このほか、これらの症状を訴える人は、アルコール、睡眠薬、麻薬などへの依存度が高く、健康を自らの手で害するばかりか犯罪を起こす可能性も高い。酒を飲んで他人にカラんだり暴力を振う「酒乱」は、日頃のうっぷんを晴らしているもので、度が過ぎるとやはり医師に見てもらうべきだとしている。
警告のイエローカードが出されそうな主な症状を挙げると、
▼何事にも怒りやすく、周りの人と喧嘩を始める。最も多く見られる症状。
▼何事にも興味を示さず、やる気も起きず、悲しんでいる。
▼悲観的に裏面ばかりを見る。楽観的視野を拒否するため孤立する。自殺者に多い症状。
▼集中力に欠けるため仕事がはかどらず疲れやすい。このため能力が上らず評価が下がる。

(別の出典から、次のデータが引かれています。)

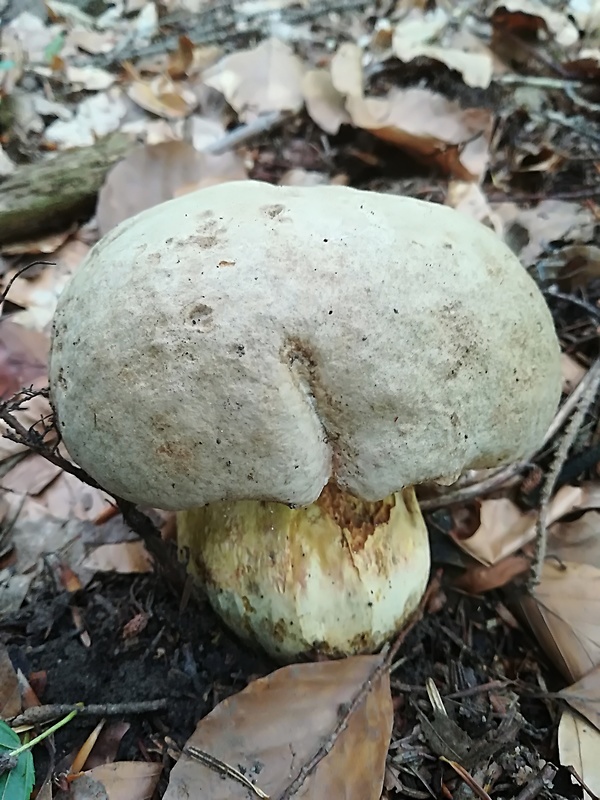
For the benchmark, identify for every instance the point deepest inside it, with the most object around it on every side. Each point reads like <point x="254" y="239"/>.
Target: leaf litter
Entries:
<point x="488" y="109"/>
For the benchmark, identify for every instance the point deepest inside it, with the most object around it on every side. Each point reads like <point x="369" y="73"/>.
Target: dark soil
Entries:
<point x="188" y="659"/>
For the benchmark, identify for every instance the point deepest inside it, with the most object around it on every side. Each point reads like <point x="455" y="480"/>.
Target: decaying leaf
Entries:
<point x="265" y="78"/>
<point x="514" y="14"/>
<point x="564" y="614"/>
<point x="252" y="732"/>
<point x="123" y="558"/>
<point x="325" y="105"/>
<point x="584" y="696"/>
<point x="417" y="36"/>
<point x="430" y="127"/>
<point x="96" y="116"/>
<point x="530" y="230"/>
<point x="10" y="696"/>
<point x="151" y="174"/>
<point x="572" y="373"/>
<point x="123" y="780"/>
<point x="163" y="97"/>
<point x="578" y="747"/>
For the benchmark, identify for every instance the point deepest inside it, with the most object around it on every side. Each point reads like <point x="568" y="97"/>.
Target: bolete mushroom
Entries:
<point x="283" y="365"/>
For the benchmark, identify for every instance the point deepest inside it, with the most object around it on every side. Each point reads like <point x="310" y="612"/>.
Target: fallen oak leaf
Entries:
<point x="251" y="733"/>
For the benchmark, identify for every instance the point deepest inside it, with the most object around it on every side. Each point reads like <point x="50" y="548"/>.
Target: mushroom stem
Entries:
<point x="335" y="578"/>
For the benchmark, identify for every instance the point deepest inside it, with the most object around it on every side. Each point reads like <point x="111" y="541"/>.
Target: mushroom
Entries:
<point x="282" y="366"/>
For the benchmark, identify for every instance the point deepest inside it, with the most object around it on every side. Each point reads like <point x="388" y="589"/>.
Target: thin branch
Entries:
<point x="375" y="676"/>
<point x="586" y="399"/>
<point x="38" y="715"/>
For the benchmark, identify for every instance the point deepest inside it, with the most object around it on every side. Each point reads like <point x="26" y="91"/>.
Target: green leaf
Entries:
<point x="54" y="47"/>
<point x="8" y="738"/>
<point x="18" y="782"/>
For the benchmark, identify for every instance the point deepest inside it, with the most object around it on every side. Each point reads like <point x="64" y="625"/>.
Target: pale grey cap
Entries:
<point x="248" y="341"/>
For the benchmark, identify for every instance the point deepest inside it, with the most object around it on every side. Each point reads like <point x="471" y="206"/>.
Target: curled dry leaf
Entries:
<point x="265" y="78"/>
<point x="123" y="780"/>
<point x="564" y="614"/>
<point x="535" y="15"/>
<point x="578" y="747"/>
<point x="572" y="373"/>
<point x="151" y="174"/>
<point x="325" y="105"/>
<point x="23" y="357"/>
<point x="416" y="37"/>
<point x="346" y="70"/>
<point x="584" y="696"/>
<point x="413" y="119"/>
<point x="548" y="221"/>
<point x="123" y="558"/>
<point x="252" y="732"/>
<point x="163" y="97"/>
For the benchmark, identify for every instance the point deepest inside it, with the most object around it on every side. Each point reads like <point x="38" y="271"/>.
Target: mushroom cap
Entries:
<point x="248" y="341"/>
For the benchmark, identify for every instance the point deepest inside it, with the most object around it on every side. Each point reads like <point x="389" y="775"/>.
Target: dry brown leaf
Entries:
<point x="584" y="696"/>
<point x="123" y="558"/>
<point x="123" y="780"/>
<point x="163" y="97"/>
<point x="252" y="732"/>
<point x="10" y="696"/>
<point x="577" y="541"/>
<point x="557" y="24"/>
<point x="469" y="199"/>
<point x="479" y="579"/>
<point x="151" y="174"/>
<point x="572" y="373"/>
<point x="325" y="105"/>
<point x="414" y="119"/>
<point x="23" y="357"/>
<point x="30" y="476"/>
<point x="548" y="221"/>
<point x="96" y="116"/>
<point x="266" y="78"/>
<point x="415" y="37"/>
<point x="564" y="614"/>
<point x="578" y="747"/>
<point x="503" y="529"/>
<point x="33" y="411"/>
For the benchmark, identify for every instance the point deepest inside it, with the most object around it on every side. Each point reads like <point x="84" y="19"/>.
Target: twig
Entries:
<point x="542" y="780"/>
<point x="374" y="677"/>
<point x="501" y="478"/>
<point x="38" y="715"/>
<point x="139" y="522"/>
<point x="467" y="778"/>
<point x="586" y="399"/>
<point x="19" y="272"/>
<point x="240" y="135"/>
<point x="223" y="769"/>
<point x="539" y="81"/>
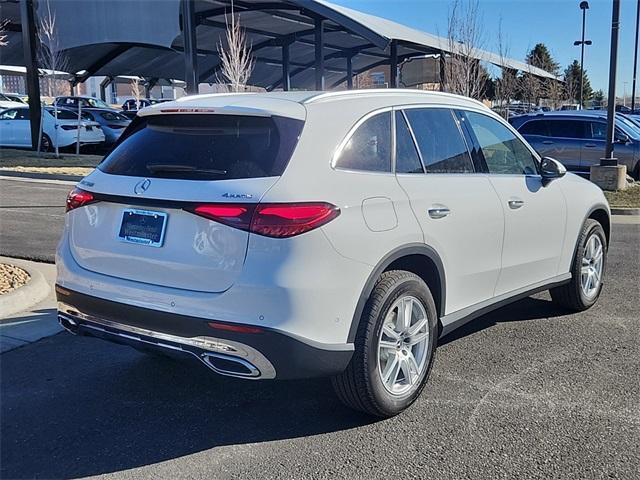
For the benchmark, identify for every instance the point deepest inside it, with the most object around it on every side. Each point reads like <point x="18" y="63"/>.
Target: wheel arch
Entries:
<point x="600" y="214"/>
<point x="417" y="258"/>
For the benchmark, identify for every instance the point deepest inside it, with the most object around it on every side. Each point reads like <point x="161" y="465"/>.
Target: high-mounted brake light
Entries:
<point x="79" y="198"/>
<point x="277" y="220"/>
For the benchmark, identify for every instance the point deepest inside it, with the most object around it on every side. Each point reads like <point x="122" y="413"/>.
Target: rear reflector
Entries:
<point x="79" y="198"/>
<point x="277" y="220"/>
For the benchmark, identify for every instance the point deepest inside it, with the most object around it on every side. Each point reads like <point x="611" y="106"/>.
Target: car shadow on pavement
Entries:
<point x="77" y="406"/>
<point x="530" y="308"/>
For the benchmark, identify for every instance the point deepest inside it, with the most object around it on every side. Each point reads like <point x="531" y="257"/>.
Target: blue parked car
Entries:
<point x="577" y="138"/>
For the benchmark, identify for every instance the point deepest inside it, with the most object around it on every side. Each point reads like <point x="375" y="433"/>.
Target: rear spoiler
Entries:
<point x="226" y="110"/>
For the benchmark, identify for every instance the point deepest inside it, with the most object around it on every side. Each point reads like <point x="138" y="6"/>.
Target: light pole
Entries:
<point x="584" y="6"/>
<point x="624" y="93"/>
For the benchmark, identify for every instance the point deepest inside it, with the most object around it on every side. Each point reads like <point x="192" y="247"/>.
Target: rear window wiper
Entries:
<point x="168" y="168"/>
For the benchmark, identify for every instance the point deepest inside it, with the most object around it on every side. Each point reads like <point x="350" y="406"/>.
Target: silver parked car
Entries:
<point x="577" y="138"/>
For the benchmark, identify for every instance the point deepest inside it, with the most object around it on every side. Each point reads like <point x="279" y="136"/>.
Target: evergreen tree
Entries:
<point x="540" y="57"/>
<point x="531" y="87"/>
<point x="572" y="75"/>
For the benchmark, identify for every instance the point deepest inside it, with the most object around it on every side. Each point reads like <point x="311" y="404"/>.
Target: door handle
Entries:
<point x="439" y="212"/>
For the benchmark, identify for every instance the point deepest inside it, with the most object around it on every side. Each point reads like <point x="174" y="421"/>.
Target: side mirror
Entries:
<point x="622" y="138"/>
<point x="550" y="169"/>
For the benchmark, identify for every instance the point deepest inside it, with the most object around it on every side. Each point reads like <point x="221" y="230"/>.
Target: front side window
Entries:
<point x="504" y="153"/>
<point x="369" y="148"/>
<point x="407" y="158"/>
<point x="535" y="127"/>
<point x="441" y="144"/>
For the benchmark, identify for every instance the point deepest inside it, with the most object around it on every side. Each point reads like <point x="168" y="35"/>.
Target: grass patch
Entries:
<point x="629" y="198"/>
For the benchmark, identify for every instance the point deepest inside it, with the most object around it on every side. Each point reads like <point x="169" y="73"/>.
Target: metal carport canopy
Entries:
<point x="144" y="38"/>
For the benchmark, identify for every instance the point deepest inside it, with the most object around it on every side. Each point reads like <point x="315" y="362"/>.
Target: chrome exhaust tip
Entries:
<point x="229" y="365"/>
<point x="68" y="324"/>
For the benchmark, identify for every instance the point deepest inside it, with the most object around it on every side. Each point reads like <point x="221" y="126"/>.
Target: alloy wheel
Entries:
<point x="403" y="345"/>
<point x="591" y="267"/>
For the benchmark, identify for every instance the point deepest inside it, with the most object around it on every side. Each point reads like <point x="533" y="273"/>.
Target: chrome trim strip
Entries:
<point x="250" y="358"/>
<point x="458" y="318"/>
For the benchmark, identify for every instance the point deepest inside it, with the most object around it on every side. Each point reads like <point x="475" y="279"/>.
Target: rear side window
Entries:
<point x="204" y="147"/>
<point x="503" y="152"/>
<point x="535" y="127"/>
<point x="369" y="148"/>
<point x="441" y="144"/>
<point x="566" y="128"/>
<point x="407" y="158"/>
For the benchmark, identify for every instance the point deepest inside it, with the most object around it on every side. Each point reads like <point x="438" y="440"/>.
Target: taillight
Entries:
<point x="79" y="198"/>
<point x="278" y="220"/>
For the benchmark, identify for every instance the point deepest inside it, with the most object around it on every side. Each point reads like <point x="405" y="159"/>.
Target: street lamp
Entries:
<point x="584" y="6"/>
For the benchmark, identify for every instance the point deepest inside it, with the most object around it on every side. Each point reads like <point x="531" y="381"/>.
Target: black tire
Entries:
<point x="571" y="295"/>
<point x="360" y="386"/>
<point x="45" y="143"/>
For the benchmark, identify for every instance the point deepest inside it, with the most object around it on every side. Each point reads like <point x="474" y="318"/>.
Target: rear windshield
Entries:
<point x="204" y="147"/>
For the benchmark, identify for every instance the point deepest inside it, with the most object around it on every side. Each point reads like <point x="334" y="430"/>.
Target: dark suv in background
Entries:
<point x="577" y="138"/>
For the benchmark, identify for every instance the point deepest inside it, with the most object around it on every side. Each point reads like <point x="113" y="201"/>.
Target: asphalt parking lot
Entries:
<point x="524" y="392"/>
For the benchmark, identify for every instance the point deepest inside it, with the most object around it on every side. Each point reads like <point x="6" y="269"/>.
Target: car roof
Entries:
<point x="294" y="104"/>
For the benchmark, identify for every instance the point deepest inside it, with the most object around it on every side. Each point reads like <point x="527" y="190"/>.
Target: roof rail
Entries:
<point x="388" y="91"/>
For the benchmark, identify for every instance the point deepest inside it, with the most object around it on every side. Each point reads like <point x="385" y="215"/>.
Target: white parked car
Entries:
<point x="15" y="129"/>
<point x="301" y="234"/>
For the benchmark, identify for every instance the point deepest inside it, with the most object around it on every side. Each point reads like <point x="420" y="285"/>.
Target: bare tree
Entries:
<point x="531" y="87"/>
<point x="3" y="35"/>
<point x="50" y="54"/>
<point x="463" y="73"/>
<point x="136" y="91"/>
<point x="236" y="57"/>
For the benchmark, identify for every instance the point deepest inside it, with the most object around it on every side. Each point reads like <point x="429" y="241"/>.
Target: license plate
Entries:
<point x="143" y="227"/>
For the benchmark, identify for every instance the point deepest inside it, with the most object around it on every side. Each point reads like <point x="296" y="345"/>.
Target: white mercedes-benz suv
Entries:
<point x="301" y="234"/>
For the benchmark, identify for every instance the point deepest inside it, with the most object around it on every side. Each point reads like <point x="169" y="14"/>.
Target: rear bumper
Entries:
<point x="261" y="354"/>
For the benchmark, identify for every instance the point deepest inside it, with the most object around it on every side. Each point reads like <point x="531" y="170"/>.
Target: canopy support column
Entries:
<point x="189" y="25"/>
<point x="319" y="45"/>
<point x="286" y="73"/>
<point x="393" y="61"/>
<point x="29" y="43"/>
<point x="149" y="85"/>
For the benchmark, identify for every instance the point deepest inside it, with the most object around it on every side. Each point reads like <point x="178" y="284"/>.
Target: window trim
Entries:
<point x="534" y="154"/>
<point x="352" y="131"/>
<point x="413" y="139"/>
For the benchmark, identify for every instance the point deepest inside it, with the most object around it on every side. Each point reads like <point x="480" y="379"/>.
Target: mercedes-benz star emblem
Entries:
<point x="142" y="186"/>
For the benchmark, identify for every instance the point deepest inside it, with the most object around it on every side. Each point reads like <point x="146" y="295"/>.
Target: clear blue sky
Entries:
<point x="556" y="23"/>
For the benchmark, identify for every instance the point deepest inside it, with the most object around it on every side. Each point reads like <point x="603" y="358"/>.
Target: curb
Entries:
<point x="26" y="296"/>
<point x="625" y="211"/>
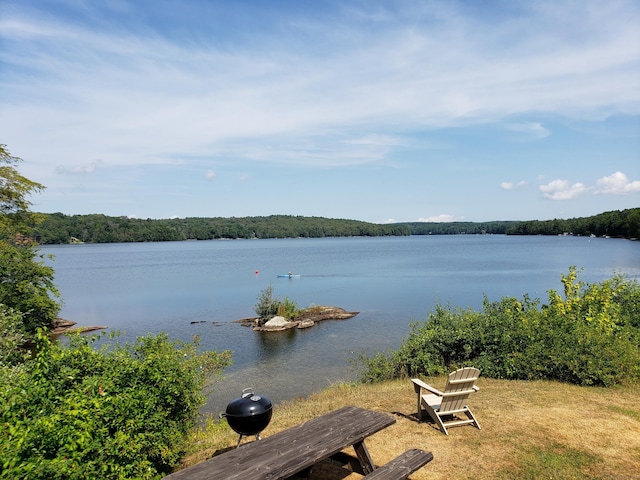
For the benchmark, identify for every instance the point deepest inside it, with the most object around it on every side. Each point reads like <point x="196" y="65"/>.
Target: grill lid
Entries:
<point x="248" y="404"/>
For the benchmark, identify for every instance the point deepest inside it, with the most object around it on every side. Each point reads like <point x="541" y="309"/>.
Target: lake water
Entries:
<point x="201" y="287"/>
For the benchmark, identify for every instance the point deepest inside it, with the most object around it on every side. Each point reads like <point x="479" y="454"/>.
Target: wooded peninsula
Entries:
<point x="58" y="228"/>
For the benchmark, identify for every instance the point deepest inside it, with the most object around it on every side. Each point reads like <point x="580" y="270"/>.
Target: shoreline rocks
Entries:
<point x="62" y="326"/>
<point x="306" y="320"/>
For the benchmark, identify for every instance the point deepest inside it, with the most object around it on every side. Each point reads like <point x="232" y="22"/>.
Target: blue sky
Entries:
<point x="382" y="111"/>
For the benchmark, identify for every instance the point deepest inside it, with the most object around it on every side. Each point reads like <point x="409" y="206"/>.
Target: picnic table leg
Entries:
<point x="365" y="459"/>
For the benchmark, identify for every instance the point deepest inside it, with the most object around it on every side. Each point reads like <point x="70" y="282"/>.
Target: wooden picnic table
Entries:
<point x="297" y="449"/>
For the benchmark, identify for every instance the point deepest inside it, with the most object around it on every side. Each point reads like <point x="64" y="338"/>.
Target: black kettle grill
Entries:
<point x="249" y="414"/>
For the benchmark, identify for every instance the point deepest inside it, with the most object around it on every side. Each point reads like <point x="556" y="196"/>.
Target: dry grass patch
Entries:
<point x="529" y="430"/>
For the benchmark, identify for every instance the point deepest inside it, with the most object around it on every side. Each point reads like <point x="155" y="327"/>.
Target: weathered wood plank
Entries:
<point x="282" y="455"/>
<point x="402" y="466"/>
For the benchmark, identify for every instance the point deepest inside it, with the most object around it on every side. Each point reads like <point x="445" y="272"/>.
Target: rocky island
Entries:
<point x="307" y="318"/>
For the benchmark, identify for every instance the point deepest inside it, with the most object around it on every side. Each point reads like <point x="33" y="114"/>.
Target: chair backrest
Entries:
<point x="459" y="386"/>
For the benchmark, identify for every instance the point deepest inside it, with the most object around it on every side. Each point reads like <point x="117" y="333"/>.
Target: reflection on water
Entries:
<point x="152" y="287"/>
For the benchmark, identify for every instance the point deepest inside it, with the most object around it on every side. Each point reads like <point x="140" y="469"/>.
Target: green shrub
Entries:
<point x="117" y="412"/>
<point x="268" y="306"/>
<point x="588" y="337"/>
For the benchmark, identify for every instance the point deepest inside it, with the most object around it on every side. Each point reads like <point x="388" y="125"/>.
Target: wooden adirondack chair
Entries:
<point x="443" y="407"/>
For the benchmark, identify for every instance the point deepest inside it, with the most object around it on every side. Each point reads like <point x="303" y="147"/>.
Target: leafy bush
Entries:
<point x="590" y="336"/>
<point x="269" y="306"/>
<point x="12" y="337"/>
<point x="114" y="412"/>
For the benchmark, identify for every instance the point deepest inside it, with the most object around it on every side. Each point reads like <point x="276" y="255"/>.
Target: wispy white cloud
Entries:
<point x="562" y="190"/>
<point x="79" y="169"/>
<point x="616" y="184"/>
<point x="512" y="185"/>
<point x="530" y="130"/>
<point x="443" y="218"/>
<point x="401" y="75"/>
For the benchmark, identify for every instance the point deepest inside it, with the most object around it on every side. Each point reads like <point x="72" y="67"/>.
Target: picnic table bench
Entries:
<point x="298" y="449"/>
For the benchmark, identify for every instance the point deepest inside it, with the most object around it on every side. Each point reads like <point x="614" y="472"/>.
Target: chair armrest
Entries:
<point x="419" y="385"/>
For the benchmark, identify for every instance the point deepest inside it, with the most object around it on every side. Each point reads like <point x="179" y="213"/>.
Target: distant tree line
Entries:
<point x="617" y="223"/>
<point x="58" y="228"/>
<point x="459" y="228"/>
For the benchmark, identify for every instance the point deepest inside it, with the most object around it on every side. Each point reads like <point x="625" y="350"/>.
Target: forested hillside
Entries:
<point x="459" y="228"/>
<point x="617" y="223"/>
<point x="58" y="228"/>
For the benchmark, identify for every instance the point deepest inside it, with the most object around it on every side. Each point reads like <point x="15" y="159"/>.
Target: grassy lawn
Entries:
<point x="529" y="430"/>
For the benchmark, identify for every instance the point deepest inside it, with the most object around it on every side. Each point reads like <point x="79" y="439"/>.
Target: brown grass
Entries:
<point x="529" y="430"/>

▼食欲は平均以上に旺盛。まれに睡眠不足で食欲不振となる。
▼眠りが浅いため睡眠時間は長い。日中でも睡気に襲われる。
▼他人の立場を理解せず、自己主張が強いため、他人と疎遠となる。
二十六歳の女子大生は実習で勤務したが、持前の不機嫌さと喧嘩早さから職場の嫌われ者となった。上司の勧めもあり医師に診てもらった所、軽いうつ病と診断され、ホルモン調整剤を処方されて飲んだ。一カ月後には見違えるような穏やかな言動をとるようになり、人生がバラ色に見えるようになったと述懐している。